An emergency meeting of the Board of Selectmen to consider dismissing him from three town boards was canceled.
Marsters submitted his resignation by email to Town Manager Andrew Gilmore. “Effective immediately I am resigning from all committees and commissions,” Marsters wrote. He had served on the Ordinance Review Committee, the Budget Committee and the Charter Commission.
“I deeply regret what I posted and do apologize for my actions,” he wrote.
Marsters, a retired police officer, became the target of heavy criticism this week after the Sun Journal reported Tuesday on a week-old Facebook post in which Marsters wrote, “Shoot the N*****” atop a photo of the president.
When someone criticized the posting, the user said Obama “is not a legal president.”
Gilmore said the comments were “deplorably hateful, dangerous and exactly opposite of all this country and the town of Sabattus stands for.”
Within hours of Marsters’ post becoming public Tuesday, the Secret Service interviewed him at the town police station and later interviewed his wife and neighbors. Police also searched Marsters’ home for guns.
Marsters has not been charged with a crime.
The selectmen had scheduled an emergency meeting for Thursday night to consider removing Marsters from service on town commissions and committees on which he serves. According to a Sabattus official, that meeting has since been canceled.
On Wednesday, Gilmore said Board of Selectmen Chairman Mark Duquette called the emergency board meeting because he believed timing was of the essence “to make it very clear that the town government and this community as a whole are in no way aligned with Mr. Marsters, and what we perceive to be his extreme, radical views.”
According to Gilmore, town officials “encourage everybody’s right to have ideological views anywhere on the spectrum,” but Marsters’ offensive call to harm the president “clearly steps way over the line.”
In a written statement Thursday, Gilmore said he accepted Marsters’ resignation on behalf of the town, effective immediately, terminating any official standing Marsters has with Sabattus government.

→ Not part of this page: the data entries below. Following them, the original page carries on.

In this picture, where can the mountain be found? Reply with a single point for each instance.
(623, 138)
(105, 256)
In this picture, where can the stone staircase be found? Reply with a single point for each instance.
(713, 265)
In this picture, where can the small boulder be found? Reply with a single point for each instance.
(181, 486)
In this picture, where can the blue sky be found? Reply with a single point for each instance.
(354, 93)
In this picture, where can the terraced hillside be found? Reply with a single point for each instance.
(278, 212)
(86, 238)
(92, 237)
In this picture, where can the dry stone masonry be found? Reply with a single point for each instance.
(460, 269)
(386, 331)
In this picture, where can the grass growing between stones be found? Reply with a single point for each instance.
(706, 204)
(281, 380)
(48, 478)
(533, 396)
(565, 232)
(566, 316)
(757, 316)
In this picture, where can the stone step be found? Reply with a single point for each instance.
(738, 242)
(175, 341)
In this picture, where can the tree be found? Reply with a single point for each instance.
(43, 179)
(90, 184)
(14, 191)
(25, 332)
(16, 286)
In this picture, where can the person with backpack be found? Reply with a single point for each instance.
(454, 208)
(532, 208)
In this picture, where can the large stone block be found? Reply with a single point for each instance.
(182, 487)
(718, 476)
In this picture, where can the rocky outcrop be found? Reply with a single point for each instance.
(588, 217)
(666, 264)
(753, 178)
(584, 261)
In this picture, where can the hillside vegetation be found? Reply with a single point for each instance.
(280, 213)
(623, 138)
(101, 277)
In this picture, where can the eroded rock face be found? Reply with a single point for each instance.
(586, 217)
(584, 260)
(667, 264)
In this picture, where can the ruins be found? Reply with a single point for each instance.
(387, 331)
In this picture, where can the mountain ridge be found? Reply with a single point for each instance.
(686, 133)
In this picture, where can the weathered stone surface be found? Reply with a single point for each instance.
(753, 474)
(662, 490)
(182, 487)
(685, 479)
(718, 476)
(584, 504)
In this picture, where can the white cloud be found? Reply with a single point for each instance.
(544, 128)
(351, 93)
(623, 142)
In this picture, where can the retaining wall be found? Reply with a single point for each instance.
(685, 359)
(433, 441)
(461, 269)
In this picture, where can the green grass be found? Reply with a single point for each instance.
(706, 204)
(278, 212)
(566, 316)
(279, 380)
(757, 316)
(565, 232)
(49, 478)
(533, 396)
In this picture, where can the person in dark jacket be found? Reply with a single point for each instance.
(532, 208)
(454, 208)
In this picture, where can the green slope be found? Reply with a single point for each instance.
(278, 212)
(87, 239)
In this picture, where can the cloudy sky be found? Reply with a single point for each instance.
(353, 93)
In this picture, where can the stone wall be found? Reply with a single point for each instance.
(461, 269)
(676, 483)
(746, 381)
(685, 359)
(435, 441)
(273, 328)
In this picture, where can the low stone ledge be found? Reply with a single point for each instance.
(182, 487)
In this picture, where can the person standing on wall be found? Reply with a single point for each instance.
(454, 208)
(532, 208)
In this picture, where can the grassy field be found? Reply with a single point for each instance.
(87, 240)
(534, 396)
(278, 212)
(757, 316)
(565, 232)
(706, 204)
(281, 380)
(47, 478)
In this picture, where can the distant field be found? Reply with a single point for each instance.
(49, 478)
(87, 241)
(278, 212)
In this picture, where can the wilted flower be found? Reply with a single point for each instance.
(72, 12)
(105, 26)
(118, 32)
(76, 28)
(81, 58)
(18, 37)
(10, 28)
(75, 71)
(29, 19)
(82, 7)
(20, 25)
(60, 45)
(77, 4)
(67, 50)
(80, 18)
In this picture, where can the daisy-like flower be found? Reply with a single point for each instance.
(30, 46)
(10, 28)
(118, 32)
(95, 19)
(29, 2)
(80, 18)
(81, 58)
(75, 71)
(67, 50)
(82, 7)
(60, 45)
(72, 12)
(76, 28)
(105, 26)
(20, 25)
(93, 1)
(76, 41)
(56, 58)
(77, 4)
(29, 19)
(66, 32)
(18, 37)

“I personally want to thank Mr. Marsters for sparing the town and community further spectacle by resigning voluntarily,” Gilmore said, and allowing town government to return to work “without unnecessary distraction.”
Gilmore said his “sincere hope is that while we all need to move forward from this experience, none of us should forget or lose sight of the fact that words are never ‘just words.’ They have meaning, they have impact, and they have consequences.”
Earlier this year, Marsters, who said he owns one handgun, wanted the town to require, by ordinance, every household to own a gun and ammunition. Selectmen refused to consider such an ordinance, and Marsters has since taken out papers to run for selectman this fall.
Interviewed at his home Tuesday night, Marsters said his Facebook post was taken out of context. He insisted no threat was made because he didn’t say he or anyone else was actually going to do it.
“I’m pissed off at the system, OK,” he said, noting that he was worried his family might lose health benefits under the Affordable Care Act. He blames Obama, whom he says was elected to office thanks to the use of a false birth certificate and other identifying documents.
“I apologize for what I said; that’s all I can say,” Marsters told the Sun Journal. “I did it out of frustration against the man.”